Le développement remarquable du recours aux contrats PPP dans de nombreux secteurs d’activités va de pair avec l’évolution générale des missions de l’Etat. Dans la sphère économique, l’Etat privilégie aujourd’hui de plus en plus un recentrage de ses rôles de stratège, de facilitateur et de régulateur pour la concrétisation des PPP.
C’est dans cette vision que se sont inscrits les efforts déployés par le Royaume dans l’exploitation et le développement de nouveaux outils et mécanismes qui favorisent les initiatives privées pour une meilleure contribution de tous les acteurs publics et privés, à la modernisation de l’économie marocaine, à la diversification des sources de croissance et surtout un développement territorial du Maroc ».

Mohamed Bourrahim, vice-président du Conseil
de la commune de Casablanca en charge de la mobilité


Casablanca est par parmi
les premières villes au Maroc
à adapter la démarche PPP

« Depuis les années 80, la ville de Casablanca a signé les premiers contrats de concession  du transport par bus avec des opérateurs privés.

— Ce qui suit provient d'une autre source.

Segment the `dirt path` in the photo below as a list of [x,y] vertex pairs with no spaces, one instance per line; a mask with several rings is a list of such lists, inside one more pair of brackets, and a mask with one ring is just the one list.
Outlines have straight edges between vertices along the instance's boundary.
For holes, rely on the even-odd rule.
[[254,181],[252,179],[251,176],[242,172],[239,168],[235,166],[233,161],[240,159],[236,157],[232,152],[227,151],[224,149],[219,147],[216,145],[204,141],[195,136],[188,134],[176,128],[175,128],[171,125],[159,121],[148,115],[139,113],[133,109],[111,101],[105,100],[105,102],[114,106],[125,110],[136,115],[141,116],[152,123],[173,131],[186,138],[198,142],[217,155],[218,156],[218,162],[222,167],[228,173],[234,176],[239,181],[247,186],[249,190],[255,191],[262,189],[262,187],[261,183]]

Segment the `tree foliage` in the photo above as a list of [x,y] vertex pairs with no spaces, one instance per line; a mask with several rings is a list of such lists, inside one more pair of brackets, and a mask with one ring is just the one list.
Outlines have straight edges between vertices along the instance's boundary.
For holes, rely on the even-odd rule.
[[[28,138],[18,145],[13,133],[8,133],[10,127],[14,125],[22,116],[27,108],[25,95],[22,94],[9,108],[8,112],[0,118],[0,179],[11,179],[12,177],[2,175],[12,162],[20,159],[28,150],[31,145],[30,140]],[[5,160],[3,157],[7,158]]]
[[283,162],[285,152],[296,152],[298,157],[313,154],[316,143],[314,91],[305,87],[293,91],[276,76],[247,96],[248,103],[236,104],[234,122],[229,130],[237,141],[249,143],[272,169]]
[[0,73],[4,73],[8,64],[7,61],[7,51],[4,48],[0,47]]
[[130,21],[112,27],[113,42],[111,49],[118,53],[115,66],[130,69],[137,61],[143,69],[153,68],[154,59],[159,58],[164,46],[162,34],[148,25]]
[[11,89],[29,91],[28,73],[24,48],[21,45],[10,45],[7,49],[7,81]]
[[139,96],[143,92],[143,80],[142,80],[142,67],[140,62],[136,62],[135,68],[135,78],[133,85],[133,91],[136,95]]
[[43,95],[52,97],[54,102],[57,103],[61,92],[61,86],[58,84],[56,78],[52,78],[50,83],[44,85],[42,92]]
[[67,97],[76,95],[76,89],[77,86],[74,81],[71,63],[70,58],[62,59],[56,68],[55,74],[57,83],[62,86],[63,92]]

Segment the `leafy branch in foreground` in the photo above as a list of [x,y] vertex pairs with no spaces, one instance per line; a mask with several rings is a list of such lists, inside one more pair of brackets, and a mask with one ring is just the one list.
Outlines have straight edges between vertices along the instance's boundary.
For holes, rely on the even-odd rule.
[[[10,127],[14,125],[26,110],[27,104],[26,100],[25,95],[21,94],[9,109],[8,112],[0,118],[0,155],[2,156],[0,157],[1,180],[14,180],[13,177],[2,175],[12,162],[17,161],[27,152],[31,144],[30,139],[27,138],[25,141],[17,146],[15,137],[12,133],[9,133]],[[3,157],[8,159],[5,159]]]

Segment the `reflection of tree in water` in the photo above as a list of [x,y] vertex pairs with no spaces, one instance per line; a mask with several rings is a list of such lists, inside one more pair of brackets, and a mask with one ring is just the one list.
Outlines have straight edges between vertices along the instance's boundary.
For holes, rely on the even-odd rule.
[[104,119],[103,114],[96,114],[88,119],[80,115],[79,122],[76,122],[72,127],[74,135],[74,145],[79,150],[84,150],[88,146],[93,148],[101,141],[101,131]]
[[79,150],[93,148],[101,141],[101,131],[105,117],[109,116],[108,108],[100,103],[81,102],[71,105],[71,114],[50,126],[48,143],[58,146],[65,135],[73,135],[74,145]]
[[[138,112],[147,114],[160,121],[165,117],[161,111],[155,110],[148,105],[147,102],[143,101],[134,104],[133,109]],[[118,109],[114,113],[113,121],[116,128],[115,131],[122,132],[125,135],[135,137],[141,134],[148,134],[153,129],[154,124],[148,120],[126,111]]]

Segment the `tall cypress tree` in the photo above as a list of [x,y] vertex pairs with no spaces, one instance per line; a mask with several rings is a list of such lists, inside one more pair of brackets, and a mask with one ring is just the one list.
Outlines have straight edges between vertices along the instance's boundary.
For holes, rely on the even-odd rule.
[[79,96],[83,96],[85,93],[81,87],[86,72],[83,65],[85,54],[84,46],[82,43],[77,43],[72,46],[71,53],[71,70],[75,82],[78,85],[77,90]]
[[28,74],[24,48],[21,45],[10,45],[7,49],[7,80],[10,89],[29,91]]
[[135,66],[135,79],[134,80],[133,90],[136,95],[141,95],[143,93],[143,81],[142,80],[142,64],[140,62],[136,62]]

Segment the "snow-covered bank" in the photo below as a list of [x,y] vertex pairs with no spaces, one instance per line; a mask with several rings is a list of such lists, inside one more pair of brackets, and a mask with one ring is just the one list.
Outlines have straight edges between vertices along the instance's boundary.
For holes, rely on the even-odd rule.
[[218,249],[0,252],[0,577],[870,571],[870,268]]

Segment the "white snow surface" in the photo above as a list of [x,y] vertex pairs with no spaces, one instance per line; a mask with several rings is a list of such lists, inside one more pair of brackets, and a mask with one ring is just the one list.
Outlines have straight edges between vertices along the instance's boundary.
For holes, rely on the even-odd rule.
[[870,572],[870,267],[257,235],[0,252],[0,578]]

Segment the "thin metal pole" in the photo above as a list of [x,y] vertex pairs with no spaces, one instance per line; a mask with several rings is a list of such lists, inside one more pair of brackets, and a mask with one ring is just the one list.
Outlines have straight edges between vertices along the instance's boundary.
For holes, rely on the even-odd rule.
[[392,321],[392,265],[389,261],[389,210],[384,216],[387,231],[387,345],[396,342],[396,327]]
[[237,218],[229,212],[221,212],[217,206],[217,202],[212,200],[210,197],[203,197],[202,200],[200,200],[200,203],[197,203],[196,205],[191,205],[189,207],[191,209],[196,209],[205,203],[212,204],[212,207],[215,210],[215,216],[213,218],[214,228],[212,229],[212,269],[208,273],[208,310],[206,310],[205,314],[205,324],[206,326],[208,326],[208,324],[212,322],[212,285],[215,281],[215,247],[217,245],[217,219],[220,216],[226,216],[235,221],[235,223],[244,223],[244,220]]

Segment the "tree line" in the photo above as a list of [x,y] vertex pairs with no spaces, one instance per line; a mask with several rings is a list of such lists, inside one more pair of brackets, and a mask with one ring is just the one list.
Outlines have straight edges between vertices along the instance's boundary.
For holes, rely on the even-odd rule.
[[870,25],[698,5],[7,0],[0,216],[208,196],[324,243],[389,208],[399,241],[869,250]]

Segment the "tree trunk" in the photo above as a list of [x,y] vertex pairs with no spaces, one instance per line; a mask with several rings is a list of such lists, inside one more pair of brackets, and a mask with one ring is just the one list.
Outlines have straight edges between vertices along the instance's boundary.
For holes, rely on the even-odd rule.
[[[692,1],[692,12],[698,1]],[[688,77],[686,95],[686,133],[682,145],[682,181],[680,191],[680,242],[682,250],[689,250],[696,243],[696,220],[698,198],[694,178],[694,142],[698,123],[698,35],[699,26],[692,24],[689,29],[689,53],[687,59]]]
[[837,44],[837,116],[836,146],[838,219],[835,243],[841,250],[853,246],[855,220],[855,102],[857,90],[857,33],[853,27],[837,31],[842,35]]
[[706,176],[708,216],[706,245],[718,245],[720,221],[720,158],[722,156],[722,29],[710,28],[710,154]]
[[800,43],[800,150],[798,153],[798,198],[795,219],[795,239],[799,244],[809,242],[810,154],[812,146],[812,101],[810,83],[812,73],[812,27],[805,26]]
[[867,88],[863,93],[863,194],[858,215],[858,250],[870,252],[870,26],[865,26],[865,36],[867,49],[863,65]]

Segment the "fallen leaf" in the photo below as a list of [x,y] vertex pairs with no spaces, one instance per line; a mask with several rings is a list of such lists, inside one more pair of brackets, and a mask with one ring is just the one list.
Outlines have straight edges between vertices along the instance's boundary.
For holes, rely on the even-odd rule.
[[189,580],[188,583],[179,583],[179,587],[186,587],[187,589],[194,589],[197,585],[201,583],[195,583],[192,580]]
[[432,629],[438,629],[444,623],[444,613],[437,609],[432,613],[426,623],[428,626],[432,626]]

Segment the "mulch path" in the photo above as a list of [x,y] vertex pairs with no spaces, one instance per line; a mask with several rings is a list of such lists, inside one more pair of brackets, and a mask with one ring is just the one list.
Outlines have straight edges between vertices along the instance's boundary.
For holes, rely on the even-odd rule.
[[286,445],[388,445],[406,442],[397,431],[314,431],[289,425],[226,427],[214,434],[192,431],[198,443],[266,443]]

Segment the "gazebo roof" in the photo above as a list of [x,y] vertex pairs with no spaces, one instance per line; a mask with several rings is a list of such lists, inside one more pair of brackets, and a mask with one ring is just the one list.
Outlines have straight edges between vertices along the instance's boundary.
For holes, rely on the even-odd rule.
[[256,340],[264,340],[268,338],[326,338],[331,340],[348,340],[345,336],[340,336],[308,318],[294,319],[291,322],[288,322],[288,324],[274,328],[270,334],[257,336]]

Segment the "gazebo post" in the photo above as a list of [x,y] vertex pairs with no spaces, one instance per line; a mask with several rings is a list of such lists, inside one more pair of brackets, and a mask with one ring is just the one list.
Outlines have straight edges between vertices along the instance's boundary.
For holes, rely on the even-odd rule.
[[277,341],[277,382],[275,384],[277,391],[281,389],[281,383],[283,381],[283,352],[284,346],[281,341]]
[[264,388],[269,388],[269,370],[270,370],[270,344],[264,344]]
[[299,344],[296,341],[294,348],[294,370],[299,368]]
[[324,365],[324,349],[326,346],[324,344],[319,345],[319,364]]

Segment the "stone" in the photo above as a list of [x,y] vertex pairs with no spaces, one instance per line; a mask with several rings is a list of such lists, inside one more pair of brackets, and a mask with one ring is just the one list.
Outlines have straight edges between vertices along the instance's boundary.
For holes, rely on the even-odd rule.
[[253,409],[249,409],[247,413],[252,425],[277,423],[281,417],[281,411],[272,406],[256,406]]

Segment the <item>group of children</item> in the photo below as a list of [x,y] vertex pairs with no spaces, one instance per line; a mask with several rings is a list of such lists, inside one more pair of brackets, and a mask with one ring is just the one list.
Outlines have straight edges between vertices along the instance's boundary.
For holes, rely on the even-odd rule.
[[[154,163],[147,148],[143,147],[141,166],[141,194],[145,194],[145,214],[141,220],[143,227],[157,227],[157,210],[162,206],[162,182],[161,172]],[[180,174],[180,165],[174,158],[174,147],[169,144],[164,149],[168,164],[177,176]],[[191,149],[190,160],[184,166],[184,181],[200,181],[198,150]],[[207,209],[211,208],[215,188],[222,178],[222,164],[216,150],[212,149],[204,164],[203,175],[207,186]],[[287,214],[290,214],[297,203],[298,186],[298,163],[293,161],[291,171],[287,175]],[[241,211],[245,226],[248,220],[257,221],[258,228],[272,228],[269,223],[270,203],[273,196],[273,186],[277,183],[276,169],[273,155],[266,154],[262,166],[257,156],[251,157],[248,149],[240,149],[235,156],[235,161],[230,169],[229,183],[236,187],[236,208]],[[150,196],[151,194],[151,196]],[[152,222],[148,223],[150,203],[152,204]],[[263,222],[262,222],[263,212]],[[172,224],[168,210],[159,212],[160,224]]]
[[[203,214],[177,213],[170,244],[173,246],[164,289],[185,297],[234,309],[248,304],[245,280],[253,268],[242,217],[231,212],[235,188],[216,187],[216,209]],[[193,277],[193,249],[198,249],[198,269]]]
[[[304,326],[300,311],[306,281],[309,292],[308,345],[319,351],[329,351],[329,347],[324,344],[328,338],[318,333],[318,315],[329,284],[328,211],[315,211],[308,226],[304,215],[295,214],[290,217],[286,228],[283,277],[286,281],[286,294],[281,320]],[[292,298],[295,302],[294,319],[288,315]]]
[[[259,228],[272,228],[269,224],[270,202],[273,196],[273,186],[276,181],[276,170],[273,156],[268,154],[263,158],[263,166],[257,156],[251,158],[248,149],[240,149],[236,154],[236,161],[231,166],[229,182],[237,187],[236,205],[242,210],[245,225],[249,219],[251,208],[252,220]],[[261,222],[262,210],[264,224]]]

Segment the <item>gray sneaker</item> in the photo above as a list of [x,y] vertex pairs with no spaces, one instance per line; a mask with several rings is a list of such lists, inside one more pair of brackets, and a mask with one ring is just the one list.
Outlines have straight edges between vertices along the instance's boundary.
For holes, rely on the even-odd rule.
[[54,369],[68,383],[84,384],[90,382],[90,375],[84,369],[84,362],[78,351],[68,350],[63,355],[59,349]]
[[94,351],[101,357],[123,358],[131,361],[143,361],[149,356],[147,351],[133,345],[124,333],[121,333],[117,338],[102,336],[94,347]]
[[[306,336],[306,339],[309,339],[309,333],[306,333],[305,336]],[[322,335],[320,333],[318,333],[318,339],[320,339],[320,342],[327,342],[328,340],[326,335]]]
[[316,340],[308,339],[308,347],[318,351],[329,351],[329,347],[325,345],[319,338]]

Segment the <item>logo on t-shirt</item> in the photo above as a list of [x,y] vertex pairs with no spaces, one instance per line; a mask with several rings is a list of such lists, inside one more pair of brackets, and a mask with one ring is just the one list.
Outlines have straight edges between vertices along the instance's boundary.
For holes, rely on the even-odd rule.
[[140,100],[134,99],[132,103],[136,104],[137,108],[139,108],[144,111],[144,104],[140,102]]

Ce partenariat avec le privé ne cesse de se développer et a vu l’expansion à d’autres secteurs sous d’autres formes, notamment la gestion déléguée.
Dans ce cadre, la ville a signé en 1997 un premier contrat au Maroc de gestion déléguée de distribution d’eau et d’électricité avec la Lydec et en 2003 d’autres formes de contrats de gestion déléguée avec le secteur privé ont vu le jour notamment dans le domaine de la collecte des ordures ménagères et le transport par bus. Par ailleurs, dans son programme de mise à niveau 2015-2021, Casablanca compte beaucoup sur le secteur privé pour la réussite des projets programmés. »

Marc Teyssier, délégué général
du Club PPP Med’ Afrique
Le PPP n’est  pas une solution
miracle, c’es un outil parmi d’autres


« Aujourd’hui, les Etats manquent d’argent : il y a un besoin d’investissement dans les infrastructures. Donc, il faut se tourner vers les différentes solutions qui existent  dans la boîte à outils de la commande publique.
Le PPP n’est  pas une solution miracle, c’es un outil parmi d’autres. Mais très clairement, on sent que les bailleurs de fonds regardent de très près la possibilité d’aller lever de l’argent sur le marché privé notamment pour tout ce qui est PPP marchand. Mais, en même temps, on ne peut pas simplement investir dans les routes et les aéroports sans investir dans les écoles et les hôpitaux ou la santé. C’est là que le PPP social peut prendre toute sa place. Reste à changer les habitudes. Car, le bon vieux marché public a ses avantages mais aussi ses inconvénients ».